Using ethnographic methods, BHC developed “journey maps” as a monitoring tool to follow key service issues over time. Several urban health-related issues were identified in each city. For this paper, we focus on wastewater management, which was a serious health issue in both cities. Qualitative data were collected from citizens in one neighborhood and city officials quarterly starting in early 2018; these data were supplemented by city spending data, usage statistics, photos and news articles. In both cities, the journey maps captured notable changes during the first 2 years of the project. At the start of the journeys (2018), informal settlement citizens in Indore reported poor drainage which was compounded by trash, narrow roads blocking vehicular removal of waste, and unsafe infrastructure leading to waterborne diseases and injuries (including several child deaths).
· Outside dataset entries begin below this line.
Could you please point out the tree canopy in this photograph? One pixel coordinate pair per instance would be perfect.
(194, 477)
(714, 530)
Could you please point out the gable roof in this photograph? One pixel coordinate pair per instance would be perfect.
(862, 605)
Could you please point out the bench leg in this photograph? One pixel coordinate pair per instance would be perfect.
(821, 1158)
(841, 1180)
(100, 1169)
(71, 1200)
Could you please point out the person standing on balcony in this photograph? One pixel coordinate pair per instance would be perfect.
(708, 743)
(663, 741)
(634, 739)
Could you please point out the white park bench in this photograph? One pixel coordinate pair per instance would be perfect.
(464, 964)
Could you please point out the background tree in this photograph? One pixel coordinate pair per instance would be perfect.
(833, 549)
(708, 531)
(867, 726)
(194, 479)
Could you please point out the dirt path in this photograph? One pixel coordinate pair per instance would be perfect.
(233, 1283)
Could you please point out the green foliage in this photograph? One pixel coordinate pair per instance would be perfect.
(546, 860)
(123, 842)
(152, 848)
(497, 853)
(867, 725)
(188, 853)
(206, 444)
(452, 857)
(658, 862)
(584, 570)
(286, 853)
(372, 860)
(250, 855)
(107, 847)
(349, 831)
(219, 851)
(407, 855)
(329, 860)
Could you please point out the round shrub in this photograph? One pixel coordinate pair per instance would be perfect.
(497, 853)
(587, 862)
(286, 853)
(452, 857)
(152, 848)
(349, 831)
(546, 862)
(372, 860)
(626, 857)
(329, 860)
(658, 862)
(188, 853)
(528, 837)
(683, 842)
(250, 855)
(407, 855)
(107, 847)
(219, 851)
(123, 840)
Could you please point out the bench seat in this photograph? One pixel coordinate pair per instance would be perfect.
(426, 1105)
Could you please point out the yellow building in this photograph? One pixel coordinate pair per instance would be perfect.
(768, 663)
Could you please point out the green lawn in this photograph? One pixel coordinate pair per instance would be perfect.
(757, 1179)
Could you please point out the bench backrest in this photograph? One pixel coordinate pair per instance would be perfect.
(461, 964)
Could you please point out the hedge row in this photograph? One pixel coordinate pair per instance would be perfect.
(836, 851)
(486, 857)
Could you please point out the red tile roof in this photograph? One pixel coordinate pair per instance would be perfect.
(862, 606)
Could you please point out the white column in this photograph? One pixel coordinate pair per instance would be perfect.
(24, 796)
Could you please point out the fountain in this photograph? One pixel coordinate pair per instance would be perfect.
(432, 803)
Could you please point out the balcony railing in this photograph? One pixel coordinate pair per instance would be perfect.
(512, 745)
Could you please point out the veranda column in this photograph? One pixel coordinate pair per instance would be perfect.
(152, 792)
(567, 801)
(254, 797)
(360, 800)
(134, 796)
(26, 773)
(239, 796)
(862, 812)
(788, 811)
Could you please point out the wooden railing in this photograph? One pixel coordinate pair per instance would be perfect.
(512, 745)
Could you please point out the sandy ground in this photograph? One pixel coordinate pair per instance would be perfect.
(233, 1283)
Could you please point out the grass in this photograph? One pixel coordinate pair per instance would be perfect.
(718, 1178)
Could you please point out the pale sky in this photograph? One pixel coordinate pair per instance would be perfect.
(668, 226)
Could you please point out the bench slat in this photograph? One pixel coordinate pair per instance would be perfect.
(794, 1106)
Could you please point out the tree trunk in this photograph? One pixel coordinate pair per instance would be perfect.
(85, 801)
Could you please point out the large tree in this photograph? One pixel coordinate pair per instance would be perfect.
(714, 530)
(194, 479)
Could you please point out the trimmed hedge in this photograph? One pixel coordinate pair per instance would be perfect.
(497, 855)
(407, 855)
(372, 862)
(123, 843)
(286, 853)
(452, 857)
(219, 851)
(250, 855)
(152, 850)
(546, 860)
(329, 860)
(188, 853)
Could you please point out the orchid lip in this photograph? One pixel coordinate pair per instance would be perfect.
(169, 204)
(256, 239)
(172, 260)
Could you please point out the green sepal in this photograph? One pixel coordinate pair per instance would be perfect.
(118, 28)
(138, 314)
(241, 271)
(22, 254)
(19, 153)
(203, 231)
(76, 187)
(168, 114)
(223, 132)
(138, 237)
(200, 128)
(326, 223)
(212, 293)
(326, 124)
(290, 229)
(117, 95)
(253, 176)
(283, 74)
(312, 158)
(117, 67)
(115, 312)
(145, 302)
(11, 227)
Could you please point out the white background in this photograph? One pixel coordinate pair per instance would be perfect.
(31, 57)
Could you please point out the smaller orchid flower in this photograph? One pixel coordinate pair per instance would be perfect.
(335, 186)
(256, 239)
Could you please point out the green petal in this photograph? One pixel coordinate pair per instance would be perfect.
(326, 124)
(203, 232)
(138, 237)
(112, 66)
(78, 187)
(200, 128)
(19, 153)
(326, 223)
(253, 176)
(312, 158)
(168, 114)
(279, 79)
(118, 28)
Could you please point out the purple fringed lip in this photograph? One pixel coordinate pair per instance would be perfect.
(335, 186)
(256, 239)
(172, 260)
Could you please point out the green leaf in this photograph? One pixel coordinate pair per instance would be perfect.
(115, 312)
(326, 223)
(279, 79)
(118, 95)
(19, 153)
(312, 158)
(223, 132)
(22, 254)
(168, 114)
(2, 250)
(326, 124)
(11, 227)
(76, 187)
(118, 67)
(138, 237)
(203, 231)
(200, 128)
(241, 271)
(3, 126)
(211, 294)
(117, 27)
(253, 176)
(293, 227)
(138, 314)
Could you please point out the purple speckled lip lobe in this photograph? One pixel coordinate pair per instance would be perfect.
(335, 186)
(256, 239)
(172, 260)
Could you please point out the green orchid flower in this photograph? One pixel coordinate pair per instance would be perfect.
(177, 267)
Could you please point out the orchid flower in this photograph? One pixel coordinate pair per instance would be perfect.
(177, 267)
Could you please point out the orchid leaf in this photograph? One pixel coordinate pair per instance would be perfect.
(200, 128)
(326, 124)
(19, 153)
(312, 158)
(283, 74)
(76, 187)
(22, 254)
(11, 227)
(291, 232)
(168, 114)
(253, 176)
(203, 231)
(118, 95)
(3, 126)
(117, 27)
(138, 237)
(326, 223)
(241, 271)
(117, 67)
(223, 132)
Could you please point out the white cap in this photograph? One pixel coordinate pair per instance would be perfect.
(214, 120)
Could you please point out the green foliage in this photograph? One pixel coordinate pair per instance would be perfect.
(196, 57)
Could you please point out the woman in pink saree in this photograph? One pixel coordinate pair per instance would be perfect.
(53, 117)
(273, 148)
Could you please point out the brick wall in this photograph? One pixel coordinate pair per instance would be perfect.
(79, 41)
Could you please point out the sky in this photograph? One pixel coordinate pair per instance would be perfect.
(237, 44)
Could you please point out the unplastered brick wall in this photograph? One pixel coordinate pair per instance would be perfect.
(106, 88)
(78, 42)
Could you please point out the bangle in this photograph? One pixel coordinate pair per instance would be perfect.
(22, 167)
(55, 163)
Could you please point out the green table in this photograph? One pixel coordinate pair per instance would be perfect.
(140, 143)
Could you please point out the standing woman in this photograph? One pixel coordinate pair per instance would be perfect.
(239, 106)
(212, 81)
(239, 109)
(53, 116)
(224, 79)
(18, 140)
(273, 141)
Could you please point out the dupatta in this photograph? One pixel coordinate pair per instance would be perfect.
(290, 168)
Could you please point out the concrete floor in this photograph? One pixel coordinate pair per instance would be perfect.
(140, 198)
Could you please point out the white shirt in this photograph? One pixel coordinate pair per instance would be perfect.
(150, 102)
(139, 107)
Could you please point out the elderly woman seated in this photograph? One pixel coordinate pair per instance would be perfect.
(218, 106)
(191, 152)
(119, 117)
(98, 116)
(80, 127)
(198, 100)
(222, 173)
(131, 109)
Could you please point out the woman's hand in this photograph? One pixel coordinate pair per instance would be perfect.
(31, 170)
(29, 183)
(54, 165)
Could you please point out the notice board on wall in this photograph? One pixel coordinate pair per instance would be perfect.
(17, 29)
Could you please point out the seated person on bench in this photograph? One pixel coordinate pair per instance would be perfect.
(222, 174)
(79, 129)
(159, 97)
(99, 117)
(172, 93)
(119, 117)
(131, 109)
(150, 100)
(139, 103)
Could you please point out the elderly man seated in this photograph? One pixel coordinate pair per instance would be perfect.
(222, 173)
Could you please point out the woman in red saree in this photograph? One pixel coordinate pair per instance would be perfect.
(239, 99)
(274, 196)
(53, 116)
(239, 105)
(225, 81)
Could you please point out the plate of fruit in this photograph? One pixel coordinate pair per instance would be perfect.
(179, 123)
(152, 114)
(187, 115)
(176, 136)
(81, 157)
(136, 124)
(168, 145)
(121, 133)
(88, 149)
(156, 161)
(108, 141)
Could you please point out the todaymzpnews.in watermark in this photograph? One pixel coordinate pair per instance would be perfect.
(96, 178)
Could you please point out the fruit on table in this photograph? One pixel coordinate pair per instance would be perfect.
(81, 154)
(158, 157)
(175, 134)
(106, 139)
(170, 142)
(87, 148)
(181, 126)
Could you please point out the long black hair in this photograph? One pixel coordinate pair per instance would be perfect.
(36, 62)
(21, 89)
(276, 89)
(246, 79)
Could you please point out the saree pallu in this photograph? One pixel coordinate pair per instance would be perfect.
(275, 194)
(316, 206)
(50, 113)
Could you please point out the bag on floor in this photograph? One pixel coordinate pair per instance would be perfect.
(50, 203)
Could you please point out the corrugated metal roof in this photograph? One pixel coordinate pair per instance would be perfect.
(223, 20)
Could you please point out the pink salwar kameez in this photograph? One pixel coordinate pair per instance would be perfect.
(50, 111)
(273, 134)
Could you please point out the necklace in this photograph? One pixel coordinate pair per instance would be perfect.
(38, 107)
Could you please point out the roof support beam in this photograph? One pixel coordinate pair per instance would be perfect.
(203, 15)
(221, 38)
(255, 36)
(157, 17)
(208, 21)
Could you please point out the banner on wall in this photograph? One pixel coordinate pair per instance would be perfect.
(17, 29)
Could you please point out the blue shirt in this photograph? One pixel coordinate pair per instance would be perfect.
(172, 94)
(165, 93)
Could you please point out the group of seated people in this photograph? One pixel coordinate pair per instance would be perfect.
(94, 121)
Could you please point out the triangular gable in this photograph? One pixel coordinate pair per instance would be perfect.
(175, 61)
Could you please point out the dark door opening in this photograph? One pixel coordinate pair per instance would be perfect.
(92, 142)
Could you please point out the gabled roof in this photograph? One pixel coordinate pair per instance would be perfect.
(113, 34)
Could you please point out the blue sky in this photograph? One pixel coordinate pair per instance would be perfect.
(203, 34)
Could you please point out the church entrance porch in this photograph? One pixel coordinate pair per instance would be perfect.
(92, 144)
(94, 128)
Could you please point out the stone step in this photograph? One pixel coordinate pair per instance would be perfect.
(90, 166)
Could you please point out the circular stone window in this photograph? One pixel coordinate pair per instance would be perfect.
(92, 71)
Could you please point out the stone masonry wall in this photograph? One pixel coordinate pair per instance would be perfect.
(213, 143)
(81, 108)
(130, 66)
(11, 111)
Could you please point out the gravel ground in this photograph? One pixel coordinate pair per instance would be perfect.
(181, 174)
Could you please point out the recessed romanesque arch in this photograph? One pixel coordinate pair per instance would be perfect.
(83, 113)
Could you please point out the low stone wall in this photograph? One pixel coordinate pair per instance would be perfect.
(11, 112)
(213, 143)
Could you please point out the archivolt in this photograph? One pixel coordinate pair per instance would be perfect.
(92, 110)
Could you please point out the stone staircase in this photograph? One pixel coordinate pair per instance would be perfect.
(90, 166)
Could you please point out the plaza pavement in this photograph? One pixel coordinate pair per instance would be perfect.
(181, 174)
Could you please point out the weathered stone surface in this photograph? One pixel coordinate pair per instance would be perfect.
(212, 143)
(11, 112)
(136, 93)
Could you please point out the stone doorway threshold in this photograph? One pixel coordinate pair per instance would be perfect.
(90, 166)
Likewise in Makassar, dirty water overflowed from open drains due to frequent flooding and garbage. Citizens reported exposure to diarrhea, dengue and skin symptoms due to the drains, which was confirmed by the local health post. By the end of Year 2 (2019), these journeys captured increasing dialogue between citizens and the city, which resulted in several improvements. In Indore, changes included garbage vans built for narrow streets and construction of a safer bridge. In Makassar, while they still suffer from seasonal flooding, the city has increased garbage pickup, included drainage activities in the village-level budgeting process, and a slum improvement project has pledged funding to improve drainage and street issues in 41 neighborhoods. Journey maps work on the premise that capturing a community’s experience and relaying it to government officials can bring about positive change. They also provide crucial grassroots level evidence to support more traditional research findings, which can lead to effective urban health solutions. As this work continues, BHC is training citizens to collect and share their own journeys.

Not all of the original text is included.